Repeatedly, the women said they want younger generations to know about the laundries so that history won’t repeat itself. Schools should teach this history, they said. They also want the church and state to open their archives and allow survivors and their families full access to their information. Lastly, they want more than just a statue.

On July 4, 2022, the Dublin City Council voted unanimously to turn over a former Magdalene laundry to the Office of Public Works for a national site of conscience. Known as the Sean McDermott Street laundry, the 19th-century building was operated by the Sisters of Our Lady of Charity from 1887 to 1996, when it became the last Magdalene laundry in Ireland to close. The site will provide a repository for national archives related to Ireland’s church and state institutions. Plans include lecture and performance space, a memorial garden, and affordable housing.

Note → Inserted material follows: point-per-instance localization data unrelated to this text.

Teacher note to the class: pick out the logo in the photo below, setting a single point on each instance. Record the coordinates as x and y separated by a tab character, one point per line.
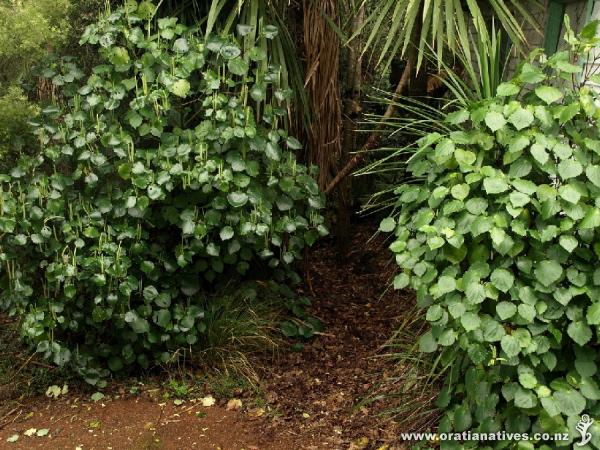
582	426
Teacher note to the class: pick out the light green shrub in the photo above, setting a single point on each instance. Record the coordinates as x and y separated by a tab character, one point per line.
500	239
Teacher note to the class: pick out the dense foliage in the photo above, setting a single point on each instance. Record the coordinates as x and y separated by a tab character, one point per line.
160	173
500	239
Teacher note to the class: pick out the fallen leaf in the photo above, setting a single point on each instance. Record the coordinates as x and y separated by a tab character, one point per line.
207	401
256	412
359	444
234	404
97	397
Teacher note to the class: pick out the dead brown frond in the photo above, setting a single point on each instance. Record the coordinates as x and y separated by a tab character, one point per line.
322	51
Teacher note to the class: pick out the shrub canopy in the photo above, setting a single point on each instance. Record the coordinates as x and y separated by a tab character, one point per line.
161	172
500	239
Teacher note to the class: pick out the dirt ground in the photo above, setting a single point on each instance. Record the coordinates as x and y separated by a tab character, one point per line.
312	399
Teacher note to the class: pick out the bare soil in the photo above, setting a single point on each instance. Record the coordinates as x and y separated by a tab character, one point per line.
314	399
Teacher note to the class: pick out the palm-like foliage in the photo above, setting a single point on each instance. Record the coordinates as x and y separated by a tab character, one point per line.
249	18
477	79
440	24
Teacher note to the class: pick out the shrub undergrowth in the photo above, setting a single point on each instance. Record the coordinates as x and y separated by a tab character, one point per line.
165	171
500	239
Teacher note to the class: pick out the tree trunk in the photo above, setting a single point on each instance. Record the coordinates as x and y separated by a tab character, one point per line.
373	140
322	50
351	113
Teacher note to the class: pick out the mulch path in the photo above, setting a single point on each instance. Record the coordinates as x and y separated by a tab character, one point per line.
314	399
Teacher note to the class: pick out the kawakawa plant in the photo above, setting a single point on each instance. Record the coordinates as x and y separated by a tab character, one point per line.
500	239
161	172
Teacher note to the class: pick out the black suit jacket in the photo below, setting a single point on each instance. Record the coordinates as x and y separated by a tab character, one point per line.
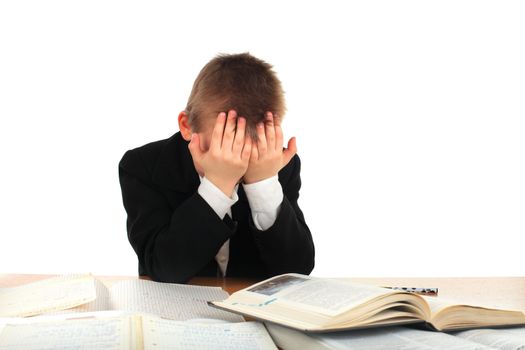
176	234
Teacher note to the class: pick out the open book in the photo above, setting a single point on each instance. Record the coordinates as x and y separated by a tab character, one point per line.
320	305
399	338
135	331
83	293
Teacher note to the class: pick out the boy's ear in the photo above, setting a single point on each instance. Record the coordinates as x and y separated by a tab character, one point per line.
184	126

JFMR is hopeful about the future of the project, known as Open Heart City. McGettrick hopes the national archives at the site will include adoption records, and she continues to advocate for Ireland’s decriminalization of adopted people seeking their personal information. O’Rourke also hopes the recent focus on the site of conscience won’t ignore immediate needs that have still not been met. Among these are effective and swift redress for survivors of all Irish church-state residential institutions, including those whose experiences were diminished or questioned in the report released by the Mother and Baby Homes Commission of Investigation in 2021. This report, like the Ryan and McAleese Commission reports before it, included denials of culpability. The commission also sealed its records for 30 years.

O’Rourke and McGettrick have formed the Clann Project (Ireland’s Unmarried Mothers and their Children: Gathering the Data), a joint initiative by Adoption Rights Alliance and JFMR. They continue to advocate for survivors and push back against church and state secrecy and obstruction.

Editor's Note: An earlier version of this story lacked precision on the 1993 exhumation and investigation process. It has been updated for clarity.